I realize its been months since we took our trip to Cincinnati, but I think I am a slow processor. I would not work well as the latest iPhone model for sure. I'm more like my 4 year old android holder phone that has to be poked 5 or more times to load a page.
I may have touched on this all before, but one thing I think Cincinnati did for me was stretch me in my thoughts of how we live. I used to think that since I lived in the city that I was an urban dweller, but really I still have a yard and a driveway and a whole house to myself. My kids don't have to go to a park to play outside they can run around in the yard or just walk to a neighbors house around the corner. When we were there I realized that even though this is the city of Cleveland, we are still spread out a ton. There is so much freedom and green here and I appreciate that immensely because of my experience. Now if we could only get rid of the mosquitoes so I could go outside and not be bitten 5 times in 5 minutes we'd be good. But we do live in a city that doesn't have a budget for that and in the end that's okay.

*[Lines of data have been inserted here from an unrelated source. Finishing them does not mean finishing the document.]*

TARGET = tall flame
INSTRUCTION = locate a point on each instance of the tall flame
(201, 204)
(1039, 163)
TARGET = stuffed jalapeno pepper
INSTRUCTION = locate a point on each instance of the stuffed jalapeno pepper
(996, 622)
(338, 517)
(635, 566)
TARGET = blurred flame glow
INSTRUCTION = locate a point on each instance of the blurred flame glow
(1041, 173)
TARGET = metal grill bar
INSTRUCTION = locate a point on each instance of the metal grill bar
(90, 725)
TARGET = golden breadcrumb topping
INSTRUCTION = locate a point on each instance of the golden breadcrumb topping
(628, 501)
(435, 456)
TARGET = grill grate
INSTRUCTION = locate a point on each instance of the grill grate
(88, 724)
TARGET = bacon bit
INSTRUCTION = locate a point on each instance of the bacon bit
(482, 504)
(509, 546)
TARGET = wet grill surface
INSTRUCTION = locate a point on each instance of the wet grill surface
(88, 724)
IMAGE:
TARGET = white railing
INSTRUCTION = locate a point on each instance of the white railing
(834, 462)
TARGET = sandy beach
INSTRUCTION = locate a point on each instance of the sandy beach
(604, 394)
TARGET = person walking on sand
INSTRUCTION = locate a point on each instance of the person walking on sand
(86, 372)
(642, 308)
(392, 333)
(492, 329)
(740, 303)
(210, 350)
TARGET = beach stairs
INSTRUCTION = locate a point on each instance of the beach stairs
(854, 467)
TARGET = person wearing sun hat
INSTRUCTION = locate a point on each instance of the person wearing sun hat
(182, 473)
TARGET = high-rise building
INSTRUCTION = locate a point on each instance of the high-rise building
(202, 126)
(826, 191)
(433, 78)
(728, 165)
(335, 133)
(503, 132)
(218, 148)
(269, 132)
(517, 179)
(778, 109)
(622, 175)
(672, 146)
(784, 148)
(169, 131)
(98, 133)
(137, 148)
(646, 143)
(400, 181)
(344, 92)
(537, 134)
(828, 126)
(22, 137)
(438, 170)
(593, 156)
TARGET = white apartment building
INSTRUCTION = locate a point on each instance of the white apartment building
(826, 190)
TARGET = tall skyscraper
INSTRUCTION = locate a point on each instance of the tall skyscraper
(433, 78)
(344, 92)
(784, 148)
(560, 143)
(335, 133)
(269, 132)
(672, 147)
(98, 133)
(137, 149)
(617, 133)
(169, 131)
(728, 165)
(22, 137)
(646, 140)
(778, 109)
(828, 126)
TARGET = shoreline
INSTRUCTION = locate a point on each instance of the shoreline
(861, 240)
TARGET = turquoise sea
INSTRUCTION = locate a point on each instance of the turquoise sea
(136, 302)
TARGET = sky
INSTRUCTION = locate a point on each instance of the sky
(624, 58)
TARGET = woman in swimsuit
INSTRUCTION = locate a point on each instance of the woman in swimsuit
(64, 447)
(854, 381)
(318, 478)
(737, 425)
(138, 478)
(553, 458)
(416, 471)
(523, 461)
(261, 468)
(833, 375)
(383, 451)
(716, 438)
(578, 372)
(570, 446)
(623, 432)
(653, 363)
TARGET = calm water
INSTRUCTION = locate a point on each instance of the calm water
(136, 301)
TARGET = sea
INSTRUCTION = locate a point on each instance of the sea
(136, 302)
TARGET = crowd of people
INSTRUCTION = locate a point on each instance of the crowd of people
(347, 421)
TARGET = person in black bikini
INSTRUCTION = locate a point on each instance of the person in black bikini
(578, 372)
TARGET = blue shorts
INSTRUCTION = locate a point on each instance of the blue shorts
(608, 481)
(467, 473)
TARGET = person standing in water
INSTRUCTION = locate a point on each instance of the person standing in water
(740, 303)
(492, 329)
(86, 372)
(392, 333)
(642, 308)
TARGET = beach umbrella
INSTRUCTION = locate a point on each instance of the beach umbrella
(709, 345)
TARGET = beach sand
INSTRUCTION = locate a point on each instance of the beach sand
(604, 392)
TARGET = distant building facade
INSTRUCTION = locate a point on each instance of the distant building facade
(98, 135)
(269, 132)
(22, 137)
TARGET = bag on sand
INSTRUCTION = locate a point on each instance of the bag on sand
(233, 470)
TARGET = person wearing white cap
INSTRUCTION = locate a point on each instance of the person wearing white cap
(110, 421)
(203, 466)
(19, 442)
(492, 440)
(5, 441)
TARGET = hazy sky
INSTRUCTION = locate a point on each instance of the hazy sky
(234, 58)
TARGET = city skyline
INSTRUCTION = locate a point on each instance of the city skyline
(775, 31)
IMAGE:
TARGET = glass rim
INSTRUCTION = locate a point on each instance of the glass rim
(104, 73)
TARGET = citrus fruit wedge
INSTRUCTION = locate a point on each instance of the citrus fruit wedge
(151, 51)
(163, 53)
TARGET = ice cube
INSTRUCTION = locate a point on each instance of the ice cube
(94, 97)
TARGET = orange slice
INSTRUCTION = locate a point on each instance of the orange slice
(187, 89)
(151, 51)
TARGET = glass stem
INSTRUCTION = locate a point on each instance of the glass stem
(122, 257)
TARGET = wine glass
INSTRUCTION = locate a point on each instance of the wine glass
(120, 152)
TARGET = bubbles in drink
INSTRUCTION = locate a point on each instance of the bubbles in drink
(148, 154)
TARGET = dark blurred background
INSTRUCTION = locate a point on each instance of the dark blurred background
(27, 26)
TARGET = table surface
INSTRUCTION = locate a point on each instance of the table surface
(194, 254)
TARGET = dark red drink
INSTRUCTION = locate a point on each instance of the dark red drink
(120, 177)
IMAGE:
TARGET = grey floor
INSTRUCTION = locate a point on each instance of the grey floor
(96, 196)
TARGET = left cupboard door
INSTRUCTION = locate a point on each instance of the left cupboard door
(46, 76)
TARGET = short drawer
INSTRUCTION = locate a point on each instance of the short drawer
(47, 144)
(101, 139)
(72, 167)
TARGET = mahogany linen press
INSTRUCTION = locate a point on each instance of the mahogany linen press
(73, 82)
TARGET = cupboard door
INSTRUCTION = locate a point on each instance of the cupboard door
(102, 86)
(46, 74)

When we came back we were actually sad that we couldn't walk to everything, that things just felt more car oriented here and it was a bit of a letdown. But maybe we were also more adventurous when there and honestly Over the Rhine isn't as easily maneuverable by car as here is. There are a lot more smaller streets and a lot more one ways there, while Old Brooklyn, despite its million pot holes is pretty driver friendly. It's also pretty bike friendly too, and that we appreciate living here and liking to bike.
I am going to say that I may say this all very badly because I don't usually talk about race on the blog, but one of the major learning things from being where we were in the city compared to where we normally live was that we were no longer the majority race. My kids noticed it right away, and it called to mind that whole issue of being color blind. We really aren't color blind. Being different colors doesn't make one of us better than the other, but we are different colors. So my kids noticed that. And I think it was good for me to have to discuss that with them. I think also, even though I consider myself not to be prejudice about someone of a different color, I think I had to come to grips with what my comfort level was with being around people that were different than me. I think I learned that part of me was scared, and I needed to adjust that and get over it. My kids on the other hand made friends with whomever would willingly play with them and that pretty much meant everyone at the playground that was willing to run circles with them or run the slides backwards. My oldest even made friends with the playground attendant because she was super friendly, to him it never seems to matter if someone is different. He's going to ask you about those differences and in that form a bond with you in doing so.